In a bit of a surprise, NBC is keeping The Office, the mockumentary workplace sitcom that got low ratings but was the best new sitcom on any broadcast network last fall. Also returning will be critics' darling Scrubs —but not until later in the season, after star Zach Braff shoots a movie. Fear Factor, that offal-laden young-man magnet, is off the fall schedule, but will come back —presumably after one of those surefire hit shows is canceled. Next year is the last for Will & Grace, and The West Wing will probably be term-limited out at the end of next season.

And the new stuff? It's adventurous, says NBC. Except when it's comfort food. It's family friendly. Except when it's edgy. As always at the upfronts, NBC screened preview reels of its new shows, not entire pilots, so you can only guess —badly —at their quality.

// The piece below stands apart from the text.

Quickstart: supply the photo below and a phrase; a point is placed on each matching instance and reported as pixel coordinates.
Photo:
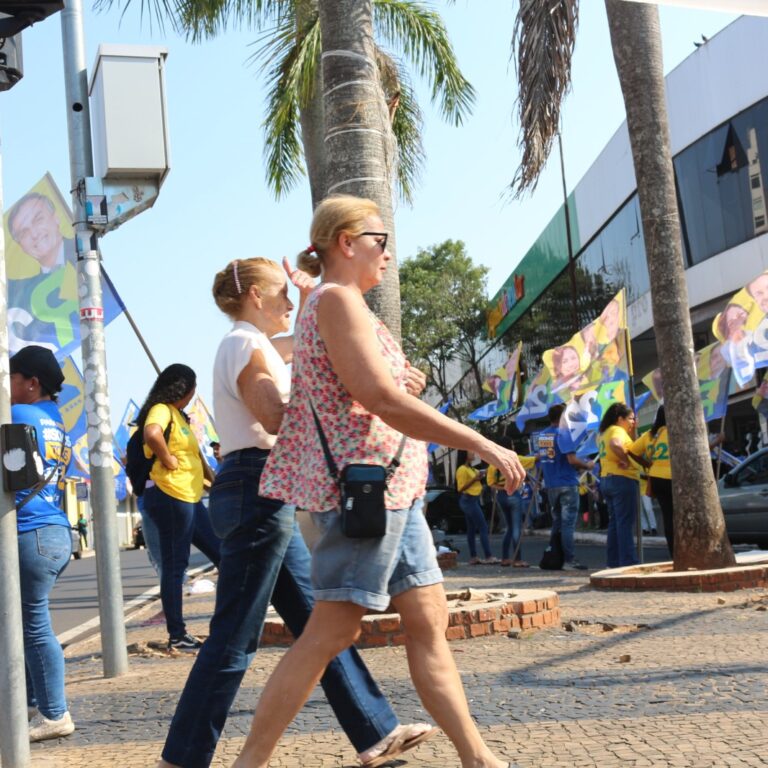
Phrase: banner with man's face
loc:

The most interesting was a sitcom (NBC's only new one scheduled for fall), My Name Is Earl. Jason Lee plays a "redneck" —Reilly's word, and frankly an accurate one —petty thief who wins $100,000 in the lottery, gets hit by a car, has a spiritual experience involving Carson Daly and decides to make amends for every bad thing he's done. The feel is very Raising Arizona, and it's anyone's guess if red-state viewers will laugh or be offended, but at least NBC has made a sitcom about people who don't drink merlot in penthouses. (Whereas Four Kings, a midseason sitcom with Seth Green, sounds like a parody of a derivative NBC sitcom concept: four single young guys inherit a huge Manhattan apartment. Is one of them a paleontologist?)

There are three new dramas. Fathom is the most unusual, a sci-fi mystery about a bizarre life form that suddenly appears in the oceans. It's Lost, with fish. (From the press release: "Ever wonder what life would be like if a new form of sea life began to appear in locales all over the earth?" Yes! All the time!) Inconceivable, a comic-edged drama about a fertility clinic, looks like it was conceived through an egg donation from Grey's Anatomy. And in E-Ring, Jerry Bruckheimer (CSI) gives us a drama in the Pentagon, for your retired uncle who needs something to watch now that JAG is gone. In it, Dennis Hopper plays an officer. The '60s are officially over.

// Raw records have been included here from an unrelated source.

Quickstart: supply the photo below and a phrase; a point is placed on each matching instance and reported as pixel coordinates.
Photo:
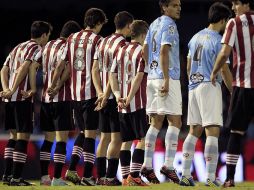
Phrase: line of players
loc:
(118, 82)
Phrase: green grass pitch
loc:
(163, 186)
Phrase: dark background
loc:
(16, 17)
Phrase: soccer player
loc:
(161, 52)
(79, 53)
(14, 78)
(56, 112)
(128, 79)
(238, 37)
(108, 115)
(205, 100)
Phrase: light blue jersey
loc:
(204, 48)
(163, 31)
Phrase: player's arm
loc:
(227, 76)
(188, 64)
(134, 87)
(22, 72)
(145, 53)
(4, 78)
(220, 61)
(114, 85)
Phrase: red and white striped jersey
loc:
(48, 58)
(25, 51)
(105, 53)
(127, 63)
(79, 52)
(239, 34)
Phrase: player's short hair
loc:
(138, 27)
(69, 28)
(40, 27)
(122, 19)
(163, 3)
(94, 16)
(250, 2)
(217, 12)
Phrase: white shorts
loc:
(205, 105)
(170, 104)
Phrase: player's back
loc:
(106, 52)
(203, 51)
(128, 62)
(161, 32)
(79, 52)
(50, 56)
(21, 53)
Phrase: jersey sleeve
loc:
(31, 52)
(7, 61)
(229, 35)
(168, 35)
(38, 57)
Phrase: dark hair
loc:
(251, 3)
(40, 27)
(122, 19)
(217, 12)
(138, 27)
(163, 3)
(94, 16)
(69, 28)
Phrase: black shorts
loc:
(133, 126)
(56, 116)
(108, 118)
(241, 109)
(85, 116)
(18, 115)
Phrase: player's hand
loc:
(28, 94)
(101, 104)
(99, 99)
(50, 89)
(165, 87)
(213, 79)
(53, 91)
(7, 94)
(3, 92)
(121, 103)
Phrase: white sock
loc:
(150, 140)
(171, 142)
(188, 154)
(211, 156)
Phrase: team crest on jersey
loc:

The network enters the "wish-fulfillment" reality-show arena (Extreme Makeover: Home Edition) with Three Wishes, in which the network bestows life-changing gifts on people around the country. It's hosted by Christian-music star Amy Grant, just in case you forgot that George W. Bush won the election. The big reality announcement, though, was for the Martha Stewart edition of The Apprentice —no clips, but Martha showed up to give a stilted speech, in a beige pantsuit that showed no hint of an ankle bracelet. The show, we said, will "provide a candid look at my business practices," which I thought was what the trial was for.

Finally, there were the big upcoming specials: besides the Winter Olympics, there's a remake of The Poseidon Adventure, a sequel to earthquake thriller 10.5 and an eight-hour miniseries about 9/11.

That's right: the once-first-now-fourth-place network is staking its future on shows about... disasters. And you think you have to watch those fancy cable networks to see a refined sense of irony at work.